After what seems like forever (actually a delay of just over six months), we’ve finally got our hands on production samples of AMD’s Barcelona quad-core CPUs. Barcelona – Quad-core Opteron, to give its production name – is the first AMD processor to use 65nm fabrication, down from the 90nm of its previous-generation processors. Variants come in both 95W and 120W power envelopes. The maximum clock speed at launch is 2GHz, but faster processors will appear. Being Opterons, the new parts are bound for servers and workstations.
CacheAside from its four “native” cores, Barcelona’s biggest architectural departure is in its cache architecture. It’s the first chip design in recent years to sport both the now-familiar level 2 cache – with 512MB per core – and an extra stage of 2MB level 3 cache.
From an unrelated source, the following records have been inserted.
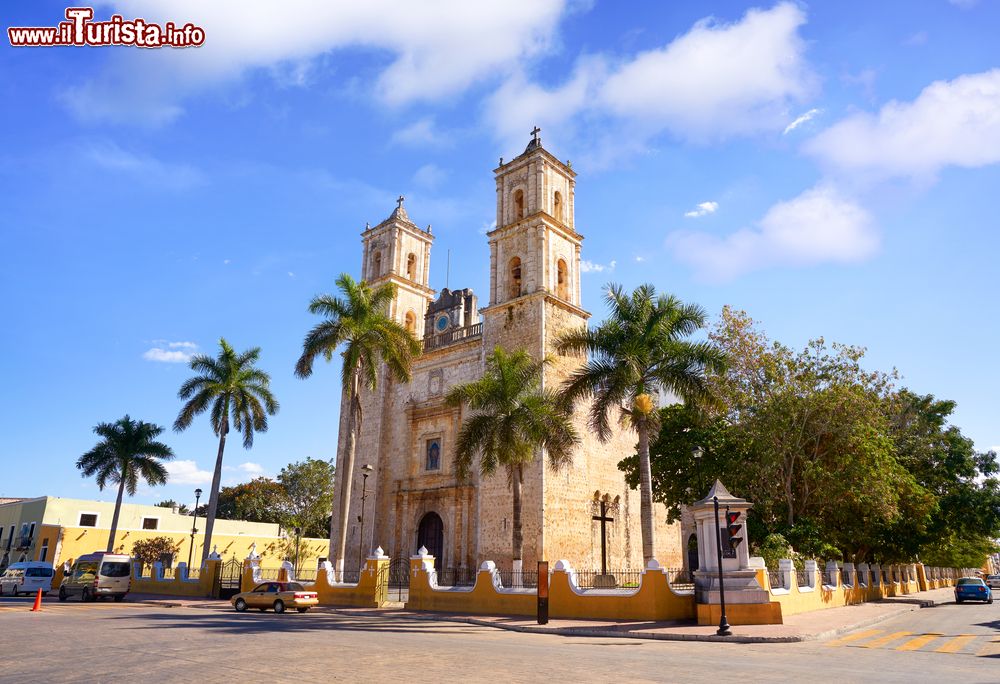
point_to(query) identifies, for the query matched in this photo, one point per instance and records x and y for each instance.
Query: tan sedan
(276, 595)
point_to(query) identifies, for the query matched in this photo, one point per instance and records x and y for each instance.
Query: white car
(27, 578)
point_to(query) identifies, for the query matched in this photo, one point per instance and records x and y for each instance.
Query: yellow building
(58, 530)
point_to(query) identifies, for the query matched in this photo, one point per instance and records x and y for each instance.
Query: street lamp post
(696, 455)
(366, 470)
(194, 525)
(723, 622)
(298, 537)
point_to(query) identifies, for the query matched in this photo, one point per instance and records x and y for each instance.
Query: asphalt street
(75, 642)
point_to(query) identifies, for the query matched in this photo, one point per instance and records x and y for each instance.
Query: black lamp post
(194, 525)
(366, 470)
(696, 454)
(723, 622)
(298, 536)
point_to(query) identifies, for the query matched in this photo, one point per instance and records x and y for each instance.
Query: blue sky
(831, 168)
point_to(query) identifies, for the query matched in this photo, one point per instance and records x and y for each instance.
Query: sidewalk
(175, 601)
(819, 624)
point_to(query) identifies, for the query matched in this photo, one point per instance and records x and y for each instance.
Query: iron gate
(230, 576)
(397, 581)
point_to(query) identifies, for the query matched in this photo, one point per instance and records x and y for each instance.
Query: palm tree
(638, 352)
(127, 451)
(358, 321)
(238, 393)
(513, 418)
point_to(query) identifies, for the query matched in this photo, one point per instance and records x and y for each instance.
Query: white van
(27, 578)
(97, 575)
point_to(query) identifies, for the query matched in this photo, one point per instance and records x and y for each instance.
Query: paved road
(968, 629)
(76, 642)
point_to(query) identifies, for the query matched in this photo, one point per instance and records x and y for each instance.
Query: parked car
(972, 589)
(277, 596)
(27, 578)
(98, 575)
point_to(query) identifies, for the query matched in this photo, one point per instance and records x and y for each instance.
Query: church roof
(719, 490)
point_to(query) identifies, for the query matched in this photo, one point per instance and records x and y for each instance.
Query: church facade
(413, 496)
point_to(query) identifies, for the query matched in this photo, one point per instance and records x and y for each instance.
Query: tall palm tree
(514, 417)
(239, 394)
(358, 321)
(127, 451)
(639, 351)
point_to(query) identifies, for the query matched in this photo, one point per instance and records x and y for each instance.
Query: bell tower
(534, 255)
(534, 298)
(535, 246)
(397, 251)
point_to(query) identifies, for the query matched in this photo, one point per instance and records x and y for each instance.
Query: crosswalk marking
(854, 637)
(918, 642)
(927, 642)
(956, 644)
(992, 647)
(882, 641)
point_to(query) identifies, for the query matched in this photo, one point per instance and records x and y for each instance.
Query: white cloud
(718, 79)
(186, 472)
(421, 133)
(951, 123)
(818, 226)
(429, 176)
(808, 116)
(703, 209)
(165, 356)
(170, 352)
(590, 267)
(715, 81)
(109, 155)
(428, 49)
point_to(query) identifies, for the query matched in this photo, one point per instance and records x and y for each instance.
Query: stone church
(412, 497)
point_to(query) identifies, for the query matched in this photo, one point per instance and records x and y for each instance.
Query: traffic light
(733, 527)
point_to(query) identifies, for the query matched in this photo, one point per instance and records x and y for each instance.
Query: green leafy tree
(513, 417)
(960, 528)
(638, 352)
(237, 394)
(308, 496)
(170, 503)
(678, 479)
(259, 500)
(151, 550)
(357, 322)
(127, 452)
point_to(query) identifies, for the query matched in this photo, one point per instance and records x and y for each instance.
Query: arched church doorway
(692, 554)
(430, 535)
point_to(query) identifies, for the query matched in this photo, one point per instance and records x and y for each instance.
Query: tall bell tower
(398, 251)
(534, 298)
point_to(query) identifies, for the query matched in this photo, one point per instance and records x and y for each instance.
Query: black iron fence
(777, 579)
(456, 577)
(517, 580)
(306, 575)
(613, 579)
(681, 579)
AMD dubs this arrangement “balanced smart cache”. The balanced side of the equation come from the fact that each core’s level 2 cache is dedicated to that core and can’t be shared, whereas the level 3 is distributed across the four cores. This is in contrast to Intel’s arrangement with its Core microarchitecture CPUs, which have just one monolithic slab of level 2 cache shared between all cores.
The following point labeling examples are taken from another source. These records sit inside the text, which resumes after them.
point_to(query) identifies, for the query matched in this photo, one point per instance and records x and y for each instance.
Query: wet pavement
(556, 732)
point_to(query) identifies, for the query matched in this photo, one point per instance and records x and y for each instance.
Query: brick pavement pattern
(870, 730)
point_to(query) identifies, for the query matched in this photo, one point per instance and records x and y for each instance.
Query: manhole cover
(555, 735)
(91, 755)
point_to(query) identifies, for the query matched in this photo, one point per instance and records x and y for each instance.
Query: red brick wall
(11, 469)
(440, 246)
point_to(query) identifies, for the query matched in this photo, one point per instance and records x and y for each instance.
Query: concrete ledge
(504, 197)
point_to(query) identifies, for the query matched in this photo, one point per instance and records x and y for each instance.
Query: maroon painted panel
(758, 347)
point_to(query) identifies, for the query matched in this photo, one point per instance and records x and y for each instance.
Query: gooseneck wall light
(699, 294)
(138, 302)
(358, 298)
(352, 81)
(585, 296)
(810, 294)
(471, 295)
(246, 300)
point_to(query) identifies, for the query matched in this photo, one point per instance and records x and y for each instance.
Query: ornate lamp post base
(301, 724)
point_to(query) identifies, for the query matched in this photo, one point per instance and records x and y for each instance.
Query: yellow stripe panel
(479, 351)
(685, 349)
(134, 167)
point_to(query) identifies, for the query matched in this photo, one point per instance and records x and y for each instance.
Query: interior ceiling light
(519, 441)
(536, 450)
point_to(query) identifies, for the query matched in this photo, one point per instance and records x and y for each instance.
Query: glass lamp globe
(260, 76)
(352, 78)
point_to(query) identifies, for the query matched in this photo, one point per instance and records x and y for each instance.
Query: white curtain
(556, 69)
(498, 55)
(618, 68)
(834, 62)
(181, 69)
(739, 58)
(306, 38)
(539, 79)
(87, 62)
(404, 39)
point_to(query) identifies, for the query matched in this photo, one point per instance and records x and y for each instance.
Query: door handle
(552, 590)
The dedicated level 2 complement of each core is a key area that AMD claims leads to enhanced performance over the competition when it comes to multithreaded applications. With Intel’s system each core competes for cache which, AMD claims, means threads can experience “cache starvation” if one core has managed to grab all or most of the available complement.
 |
| The L3 cache sits across all four cores and is a first in modern processors. |
The flip side of the coin is that single-threaded performance can suffer when the maximum available complement of level 2 cache any core can use is 512KB, compared to Intel’s 4MB per pair of cores.
Memory bandwidthUnder the general banner of Memory Optimizer Technology, AMD claims to have increased memory bandwidth by 40% using various techniques. Chief among these is the DRAM pre-fetcher, which speculatively loads instructions from main memory before they’re required.
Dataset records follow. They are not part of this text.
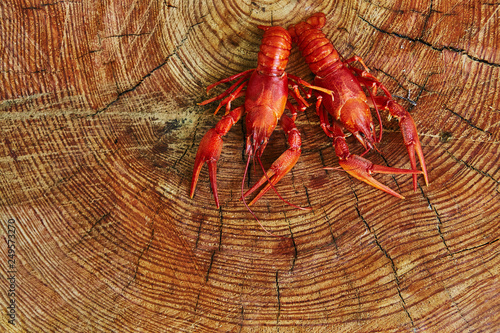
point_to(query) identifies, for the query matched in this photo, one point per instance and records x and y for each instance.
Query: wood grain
(99, 130)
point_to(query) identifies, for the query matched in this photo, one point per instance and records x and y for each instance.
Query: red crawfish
(266, 96)
(350, 107)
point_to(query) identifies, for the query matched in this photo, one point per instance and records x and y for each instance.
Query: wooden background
(99, 130)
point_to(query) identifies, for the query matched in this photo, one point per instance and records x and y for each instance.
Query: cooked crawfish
(266, 96)
(350, 107)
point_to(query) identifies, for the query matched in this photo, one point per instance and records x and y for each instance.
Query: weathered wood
(99, 130)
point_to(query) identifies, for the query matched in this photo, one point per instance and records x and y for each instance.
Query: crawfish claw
(283, 164)
(209, 151)
(362, 169)
(409, 131)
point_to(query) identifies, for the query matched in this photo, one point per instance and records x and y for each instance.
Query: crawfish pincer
(266, 91)
(350, 108)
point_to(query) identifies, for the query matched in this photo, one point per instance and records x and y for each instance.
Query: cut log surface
(99, 127)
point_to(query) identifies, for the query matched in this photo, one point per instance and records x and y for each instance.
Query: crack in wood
(422, 41)
(210, 266)
(279, 302)
(393, 266)
(468, 121)
(141, 80)
(438, 217)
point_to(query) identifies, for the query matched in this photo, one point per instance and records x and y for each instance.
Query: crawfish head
(260, 126)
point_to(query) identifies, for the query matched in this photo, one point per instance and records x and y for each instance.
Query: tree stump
(100, 127)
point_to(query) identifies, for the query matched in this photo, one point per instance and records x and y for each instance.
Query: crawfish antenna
(246, 205)
(276, 191)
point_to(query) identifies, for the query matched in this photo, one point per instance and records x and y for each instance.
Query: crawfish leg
(283, 164)
(355, 165)
(409, 131)
(210, 149)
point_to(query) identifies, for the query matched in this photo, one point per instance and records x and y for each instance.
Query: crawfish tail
(317, 50)
(274, 50)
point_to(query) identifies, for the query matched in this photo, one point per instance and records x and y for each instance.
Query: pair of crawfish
(341, 105)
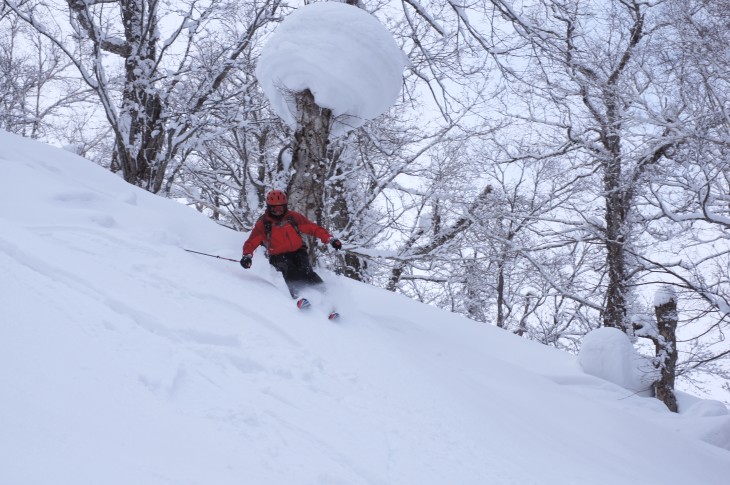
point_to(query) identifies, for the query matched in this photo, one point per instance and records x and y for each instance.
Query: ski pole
(211, 255)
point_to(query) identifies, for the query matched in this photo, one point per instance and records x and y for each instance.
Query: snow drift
(125, 360)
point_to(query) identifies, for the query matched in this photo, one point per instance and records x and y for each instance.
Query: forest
(548, 167)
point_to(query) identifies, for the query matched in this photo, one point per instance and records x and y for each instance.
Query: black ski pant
(296, 269)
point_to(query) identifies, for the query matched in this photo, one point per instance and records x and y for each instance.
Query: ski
(303, 303)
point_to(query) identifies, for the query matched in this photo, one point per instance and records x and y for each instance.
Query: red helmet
(276, 197)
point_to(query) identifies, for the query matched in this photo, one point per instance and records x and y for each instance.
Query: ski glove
(246, 261)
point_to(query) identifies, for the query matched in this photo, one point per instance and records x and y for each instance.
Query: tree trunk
(306, 189)
(666, 352)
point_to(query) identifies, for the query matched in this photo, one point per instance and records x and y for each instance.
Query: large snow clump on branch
(342, 54)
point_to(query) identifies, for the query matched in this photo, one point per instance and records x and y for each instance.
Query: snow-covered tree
(140, 58)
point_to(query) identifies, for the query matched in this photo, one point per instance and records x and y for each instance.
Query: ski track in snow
(124, 359)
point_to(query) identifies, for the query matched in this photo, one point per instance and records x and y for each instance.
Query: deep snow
(125, 360)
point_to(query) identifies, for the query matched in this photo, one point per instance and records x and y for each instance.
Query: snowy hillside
(125, 360)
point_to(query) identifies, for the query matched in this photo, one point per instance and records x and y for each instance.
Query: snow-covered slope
(126, 360)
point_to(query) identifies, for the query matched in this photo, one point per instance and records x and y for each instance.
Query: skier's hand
(246, 261)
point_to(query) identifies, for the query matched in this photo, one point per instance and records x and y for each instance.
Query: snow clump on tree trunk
(342, 54)
(608, 353)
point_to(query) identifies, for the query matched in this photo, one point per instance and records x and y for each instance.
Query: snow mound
(608, 353)
(342, 54)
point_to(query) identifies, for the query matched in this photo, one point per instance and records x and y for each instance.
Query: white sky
(125, 360)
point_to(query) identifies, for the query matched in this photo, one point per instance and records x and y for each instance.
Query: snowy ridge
(126, 360)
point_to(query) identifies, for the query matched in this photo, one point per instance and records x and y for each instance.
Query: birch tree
(137, 56)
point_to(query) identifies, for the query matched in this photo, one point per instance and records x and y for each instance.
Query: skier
(280, 230)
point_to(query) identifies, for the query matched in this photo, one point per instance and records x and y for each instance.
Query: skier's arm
(256, 237)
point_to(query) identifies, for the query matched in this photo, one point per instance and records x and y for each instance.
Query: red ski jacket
(285, 233)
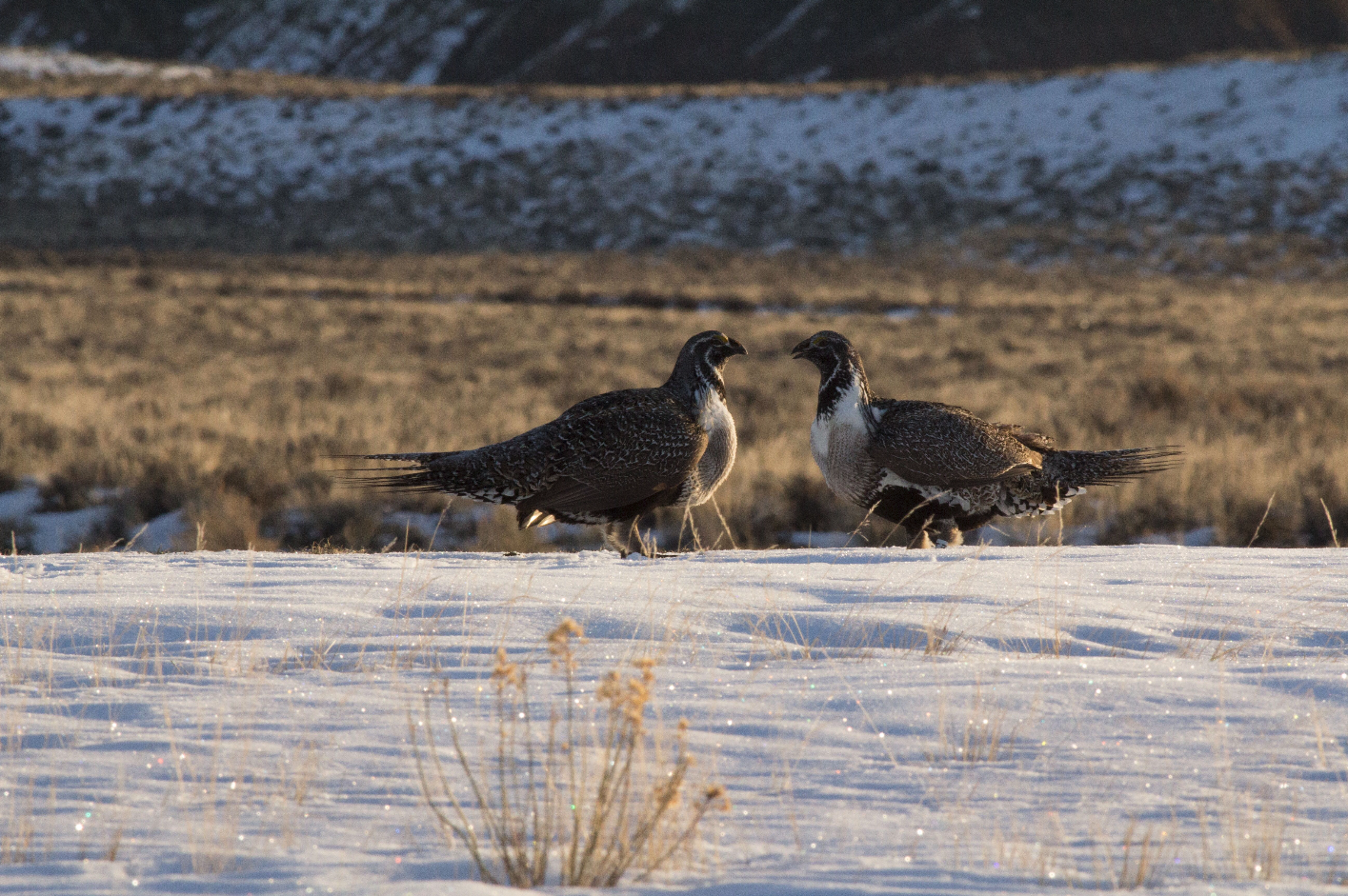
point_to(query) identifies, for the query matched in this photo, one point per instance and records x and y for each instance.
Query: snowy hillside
(1225, 147)
(1002, 720)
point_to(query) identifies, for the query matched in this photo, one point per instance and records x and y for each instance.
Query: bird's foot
(947, 534)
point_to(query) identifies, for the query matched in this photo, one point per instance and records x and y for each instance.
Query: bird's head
(825, 350)
(700, 361)
(838, 363)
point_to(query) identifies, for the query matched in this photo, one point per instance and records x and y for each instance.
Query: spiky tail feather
(432, 471)
(1077, 469)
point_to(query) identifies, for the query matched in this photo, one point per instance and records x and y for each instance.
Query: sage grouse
(606, 460)
(937, 469)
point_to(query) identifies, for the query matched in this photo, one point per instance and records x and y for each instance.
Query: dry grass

Intel has a similar trick, but according to an AMD spokesman, “we pre-fetch into a buffer where they [Intel] pre-fetch into level 2 cache.” By keeping pre-fetched instructions in a separate buffer, AMD claims the impact of mis-prediction and “cache pollution” is minimised, reducing the need to flush and refill the cache.
VirtualisationVirtualisation is very high on the server-side agenda, and as well as the advantage from the level 2 cache layout, AMD claims other enhancements to improve performance in this area. Its “nested paging” technique brings more of the memory management of virtual machines into hardware, and is said to reduce context-switching – the ability of the CPU to switch from execution of one virtual machine to the next – by 25%.
MemoryWith Barcelona, AMD continues its method of integrating the memory controller into the chip itself, eliminating the need for a separate MCH (memory controller hub). This route has been vindicated by Intel’s admission that it will be going for a similar approach with its Nehalem processor.
AMD, however, is sticking with DDR2 memory rather than going with the FBDIMMs that Intel’s server platforms now require. AMD claims there are “enormous power and heat penalties for memory capacity using FBDIMM”, quoting a typical power consumption figure of 83W at idle for 8 FBDIMMs, as against 14W for the same number of DDR2 DIMMs.
This feeds into its claim that its “total-platform” power consumption – the total power being sucked out of the mains socket – is lower for an AMD system than an equivalent Intel box. It gives typical figures of 186W for a Barcelona server, against 228W for a quad-core Xeon 5300 series system. Intel, however, tends to claim roughly the opposite.
Other power management enhancements include “Enhanced AMD Power Now” giving independent processor frequency control (allowing idle cores to reduce clock speed and save power), plus independent power planes for the cores and memory controller, allowing each to enter power-saving states independently.